To pick up the pace of development, Desmond-Hellmann wants her employees to keep taking risks. Richard Scheller, executive
vice president of research, shares her view: "We've been so successful, and Sue has been so successful, over the last years,
that one could imagine that you would pull back a little and become conservative for fear of failing," he says. "Sue says
you go forward with the knowledge that not everything is going to work, but that you're never going to make huge strides forward
without taking risk. For me, that meant not to be afraid to put forward molecules in the development portfolio that have totally
new mechanisms of action that we don't know if they'll end up working in the clinic yet."
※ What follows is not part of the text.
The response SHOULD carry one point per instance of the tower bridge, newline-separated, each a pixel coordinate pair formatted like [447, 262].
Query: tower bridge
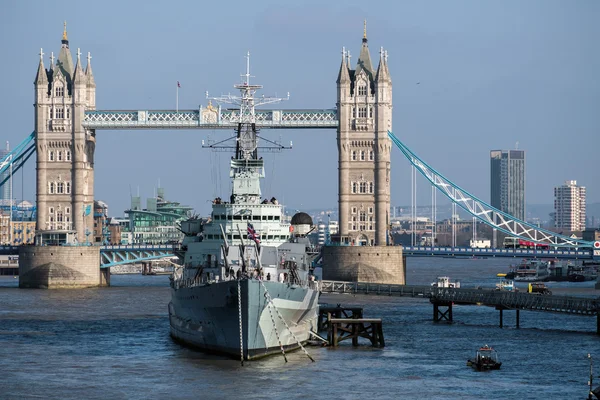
[64, 140]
Second only to her focus on patients, Desmond-Hellmann is devoted to pure research. "I always tell drug developers who ask
me for advice, if you love drug development, look at the research. All good that happens in drug development comes from great
molecules. These are the researchers' babies, and they look to us to guide them through the trials. It all starts with research,
and that's been the great gift at Genentech—having these scientifically-driven molecules and making them into drugs."
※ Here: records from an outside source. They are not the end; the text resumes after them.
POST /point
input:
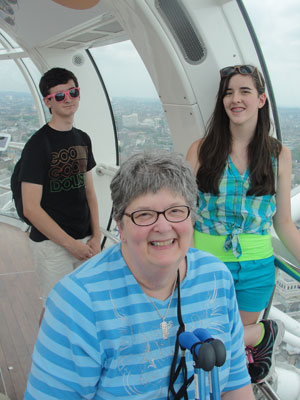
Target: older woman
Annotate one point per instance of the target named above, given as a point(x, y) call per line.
point(109, 330)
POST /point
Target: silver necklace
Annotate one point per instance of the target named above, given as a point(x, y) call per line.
point(164, 325)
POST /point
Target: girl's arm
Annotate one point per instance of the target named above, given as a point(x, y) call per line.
point(192, 156)
point(283, 224)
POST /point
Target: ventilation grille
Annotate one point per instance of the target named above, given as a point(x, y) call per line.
point(78, 60)
point(182, 29)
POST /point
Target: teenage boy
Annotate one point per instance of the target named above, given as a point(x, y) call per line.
point(58, 193)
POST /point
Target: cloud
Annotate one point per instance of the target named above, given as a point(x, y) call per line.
point(278, 31)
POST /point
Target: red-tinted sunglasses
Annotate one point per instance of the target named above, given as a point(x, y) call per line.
point(60, 96)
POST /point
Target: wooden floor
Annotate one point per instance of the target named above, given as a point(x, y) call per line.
point(20, 308)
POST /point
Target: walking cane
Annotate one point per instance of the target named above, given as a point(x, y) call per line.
point(208, 354)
Desmond-Hellmann still keeps the focus on patients, even as she turns her attention increasingly to hiring, mentoring, and
thinking about how to create the best work environment at Genentech. The company is growing quickly, not least because it
has won a reputation as a wonderful workplace. For eight consecutive years Genentech has appeared on Fortune magazine's list of the best companies to work for—and in 2006, it took the number one slot. But Desmond-Hellmann will continue
to push the next generation of leaders to remain true to the ideals that she helped establish.
"No one person at Genentech really does as much as Sue has done to ensure the culture is focused on doing what's best for
patients," says Barron. "When someone has a singular focus like that, it's a call to action for the entire company. Once everybody
in the culture adopts that focus, it becomes part of Genentech."
Hal Barron thinks Desmond-Hellmann's influence is broader than she knows.
"Go down ten levels below her and ask somebody why they are at Genentech, there's a good chance they will say, 'I'm here because
I think I can make the biggest difference to patients.' They might not ascribe that to her, they might not necessarily even
have ever met her, but I think that the entire workforce comes here and stays here because of that belief."